28 avril 2026

La liberté d’expression menacée au Mali : le procès de Moussa Mara

Le Mali, et plus précisément sa capitale Bamako, a été le théâtre d’un événement judiciaire significatif ce mardi, marquant un tournant pour la liberté d’expression dans le pays. L’ancien Premier ministre, Moussa Mara, s’est vu refuser sa demande de mise en liberté provisoire par les juges, tandis que le parquet requérait une peine de deux ans d’emprisonnement. Cette décision symbolise la répression croissante exercée par la junte militaire malienne contre l’opposition politique et toute forme de dissidence.

Moussa Mara, qui a dirigé le gouvernement malien entre 2014 et 2015, a été interpellé le 1er août. Son arrestation fait suite à une publication sur les réseaux sociaux, dans laquelle il exprimait sa solidarité avec des prisonniers politiques et promettait de défendre leurs droits. Cette prise de position lui a valu d’être accusé par les autorités de porter atteinte au crédit de l’État, d’opposition à l’autorité légitime, d’incitation au trouble à l’ordre public et de diffusion de fausses nouvelles. Le procès, qui s’est ouvert le 29 septembre devant un tribunal spécialisé dans la cybercriminalité, attend son verdict le 27 octobre, soulevant de vives inquiétudes quant à son équité.
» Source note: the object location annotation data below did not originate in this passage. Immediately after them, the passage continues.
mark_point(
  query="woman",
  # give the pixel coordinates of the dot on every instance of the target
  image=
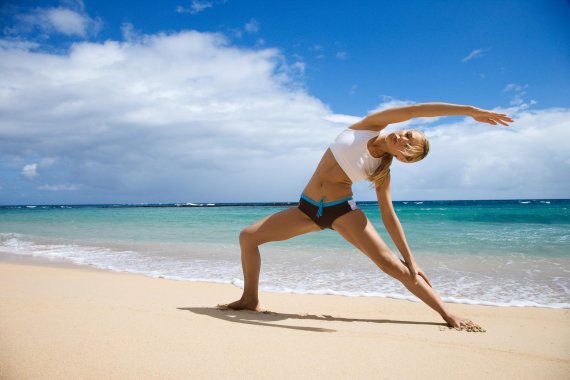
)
(358, 153)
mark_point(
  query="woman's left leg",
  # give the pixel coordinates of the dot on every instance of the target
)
(357, 230)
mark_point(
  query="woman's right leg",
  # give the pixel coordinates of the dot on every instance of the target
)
(280, 226)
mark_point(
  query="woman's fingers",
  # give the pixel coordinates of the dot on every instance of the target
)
(423, 275)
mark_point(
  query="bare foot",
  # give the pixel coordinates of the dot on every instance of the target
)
(463, 324)
(241, 305)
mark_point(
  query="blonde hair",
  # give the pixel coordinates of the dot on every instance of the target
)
(412, 153)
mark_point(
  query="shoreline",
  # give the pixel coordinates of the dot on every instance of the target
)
(76, 322)
(59, 263)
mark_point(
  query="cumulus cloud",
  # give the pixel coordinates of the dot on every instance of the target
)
(477, 53)
(190, 117)
(252, 26)
(59, 187)
(30, 171)
(168, 117)
(69, 20)
(517, 93)
(469, 160)
(196, 6)
(341, 55)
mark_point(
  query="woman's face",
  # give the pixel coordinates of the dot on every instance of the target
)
(399, 141)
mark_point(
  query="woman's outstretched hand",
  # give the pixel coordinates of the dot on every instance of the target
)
(415, 271)
(491, 117)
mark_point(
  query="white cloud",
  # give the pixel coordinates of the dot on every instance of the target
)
(30, 171)
(346, 120)
(196, 7)
(165, 117)
(477, 53)
(59, 187)
(469, 160)
(390, 102)
(252, 26)
(64, 20)
(190, 117)
(518, 93)
(341, 55)
(353, 89)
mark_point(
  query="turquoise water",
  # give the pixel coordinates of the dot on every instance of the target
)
(513, 253)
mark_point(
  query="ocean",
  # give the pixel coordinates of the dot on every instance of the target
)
(501, 253)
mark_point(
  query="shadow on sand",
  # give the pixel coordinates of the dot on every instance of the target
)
(268, 318)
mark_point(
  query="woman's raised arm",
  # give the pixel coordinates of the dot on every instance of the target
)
(380, 120)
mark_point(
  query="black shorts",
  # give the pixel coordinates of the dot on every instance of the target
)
(324, 214)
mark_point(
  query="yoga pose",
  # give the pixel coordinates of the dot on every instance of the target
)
(361, 152)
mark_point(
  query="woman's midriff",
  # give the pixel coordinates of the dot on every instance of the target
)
(329, 180)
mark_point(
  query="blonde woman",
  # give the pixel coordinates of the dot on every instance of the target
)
(361, 152)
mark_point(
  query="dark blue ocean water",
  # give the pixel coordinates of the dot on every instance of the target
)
(503, 253)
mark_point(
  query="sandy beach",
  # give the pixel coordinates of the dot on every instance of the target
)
(78, 323)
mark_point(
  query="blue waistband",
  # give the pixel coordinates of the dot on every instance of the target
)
(322, 202)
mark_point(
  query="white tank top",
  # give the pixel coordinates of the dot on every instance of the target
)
(351, 152)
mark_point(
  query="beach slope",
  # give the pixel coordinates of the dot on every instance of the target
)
(75, 323)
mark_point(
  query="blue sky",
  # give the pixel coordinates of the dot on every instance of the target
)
(181, 101)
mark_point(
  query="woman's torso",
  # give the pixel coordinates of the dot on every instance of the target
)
(329, 179)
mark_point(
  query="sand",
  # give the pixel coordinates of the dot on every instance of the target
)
(78, 323)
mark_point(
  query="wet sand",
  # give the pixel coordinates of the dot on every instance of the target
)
(78, 323)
Les chefs d’accusation semblent manifestement bafouer le droit fondamental à la liberté d’expression. Un membre de son équipe de défense a souligné que ces accusations étaient déconnectées du message initial de Moussa Mara sur X. Le bâtonnier Mounkaïla Yayé, également avocat de la défense, a renchéri en affirmant qu’il s’agissait d’un « procès contre le droit à la liberté d’expression », mettant en garde contre un « précédent dangereux » pour le Mali.

Depuis le coup d’État de 2021, la junte militaire, sous la houlette du général Assimi Goïta, a considérablement réduit l’espace dédié à l’opposition politique, à la société civile et aux médias au Mali. Elle a procédé à l’interdiction de tous les partis politiques, et a eu recours à l’intimidation, l’emprisonnement, voire la disparition forcée de journalistes et d’activistes des droits humains. Le général Goïta a ainsi consolidé son pouvoir, repoussant sans cesse le retour à un régime civil démocratique.

Par ailleurs, la junte a systématiquement ignoré les appels à la reddition de comptes pour les abus commis, manquant à ses obligations internationales d’enquêter sur les violations graves des droits humains perpétrées par les forces de sécurité et d’en poursuivre les responsables. En janvier, le Mali, en compagnie du Burkina Faso et du Niger, s’est officiellement retiré de la Communauté économique des États de l’Afrique de l’Ouest (CEDEAO), privant ses citoyens d’une voie de recours judiciaire essentielle. En septembre, ces trois nations ont également annoncé leur intention de se retirer du traité de la Cour pénale internationale (CPI), une décision qui menace gravement l’accès à la justice pour les victimes d’atrocités de masse.

L’affaire Moussa Mara illustre une réalité alarmante : même l’expression de solidarité envers les personnes réprimées est désormais proscrite au Mali. Elle révèle l’intolérance grandissante de la junte envers toute forme de dissidence. Il est impératif que les autorités maliennes abandonnent immédiatement toutes les charges pesant sur Moussa Mara, le libèrent, et fassent de même pour tous les autres prisonniers arbitrairement détenus, tout en rétablissant le respect de la liberté d’expression.